Ficool

Chapter 3 - Chapter 3: The First Scythe

The air in Dagran's small room grew heavy, choked with the knight's terror and the metallic scent of his fear. Kaelen's grip on the man's mouth was unyielding, allowing just enough breath to keep the flame of panic alive. Dagran thrashed, a frantic, desperate dance on the cot, his eyes bulging as Kaelen leaned closer, his voice a chilling murmur.

‎"Do you recall the screams, Dagran? The fire that lit the night sky over Elara's Point?" Kaelen's voice was utterly devoid of human warmth, a flat, dead tone that was more terrifying than any roar. "You laughed. You all laughed."

‎Dagran's struggles intensified, his muscles straining against Kaelen's surprising strength. He tried to bite, to buck, but Kaelen was a coiled spring, holding him fast. He wanted Dagran to understand, truly understand, the depth of the horror he had inflicted, and the price that was now due.

‎With a swift, practiced movement, Kaelen shifted, freeing one hand. His other hand remained clamped over Dagran's mouth, silencing any outcry. He drew the wickedly curved dagger, its polished blade gleaming faintly in the near-darkness. Dagran's eyes, wide with pure animal terror, fixed on the steel. He let out a muffled whimper, a sound of utter despair.

‎"My mother, Lyra," Kaelen whispered, his voice dangerously low, "she deserved a dignified end. My sister, Elara, she deserved to grow old. You took that from them. You took everything."

‎He pressed the flat of the blade against Dagran's chest, just above his heart. Dagran convulsed, a desperate tremor running through him. Kaelen watched him, cold and unfeeling. There was no joy in this, no triumphant glee, only a grim satisfaction, a sense of righting a cosmic wrong.

‎Then, with a sudden, savage twist, Kaelen drove the blade home. It wasn't a clean, swift kill. He twisted the blade, slowly, deliberately, grinding it against bone and tearing through flesh. Dagran's body arched, a silent, agonizing scream tearing through his muffled throat. His legs kicked violently, thrashing against the cot, a desperate dance of death. Blood welled up around the hilt, hot and thick, soaking into the rough fabric of Dagran's tunic.

‎Kaelen held him there, impaled, for long moments, watching the light fade from Dagran's eyes. He wanted the man's final moments to be filled with the agonizing awareness of what he had done, and who had finally come for him. The thrashing subsided, slowly, into a series of weakening shudders, until finally, Dagran went limp, his body slumping heavily onto the cot.
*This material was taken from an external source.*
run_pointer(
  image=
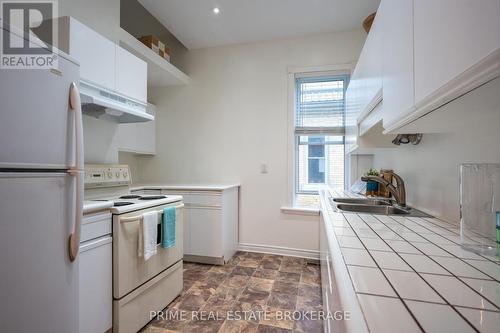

The stench of blood mingled with the lingering odor of fear and ale.

‎Kaelen withdrew the blade, a sickening squelch accompanying its release. He wiped it clean on Dagran's tunic, his movements methodical. He left the body as it was, a grotesque tableau, a message for those who would find it. This wasn't a robbery or a random murder. This was personal.

‎He moved to the small table and picked up Dagran's empty ale stein. He dipped a finger into the pool of blood on the cot and, with careful precision, drew a single, stylized mark on the stein: a broken lion rampant, Valerius's sigil, slashed through with a jagged line. It was a declaration, a promise that the hunt had begun.

‎Silence descended upon the room, broken only by Kaelen's steady breathing. He moved back to the window, his senses alert. The communal barracks were still quiet, the guards deep in their drunken slumber. No alarms had been raised. His entry and the grim execution had been flawless.

‎He slipped out of the window as silently as he had entered, melting back into the inky blackness of the night. He didn't run. He walked, a measured, unhurried pace, moving through the town's deserted alleys. He scaled the palisade effortlessly, dropping to the dewy grass on the other side.

‎As he moved away from Oakhaven, the first faint tendrils of dawn began to paint the eastern sky. Soon, the town would stir. Soon, Dagran's body would be found. Kaelen felt no elation, no surge of triumph. Only a grim satisfaction, and a renewed sense of purpose. One name scratched from the ledger. Many more remained.

‎He pulled his hood lower, disappearing into the pre-dawn mist that clung to the fields. The first scythe had fallen. The harvest of vengeance had truly begun. He had given Dagran his brutal end, a mirror to the suffering he had inflicted. And in the depths of his being, Kaelen knew that the next names on his list would face an even more exquisite terror.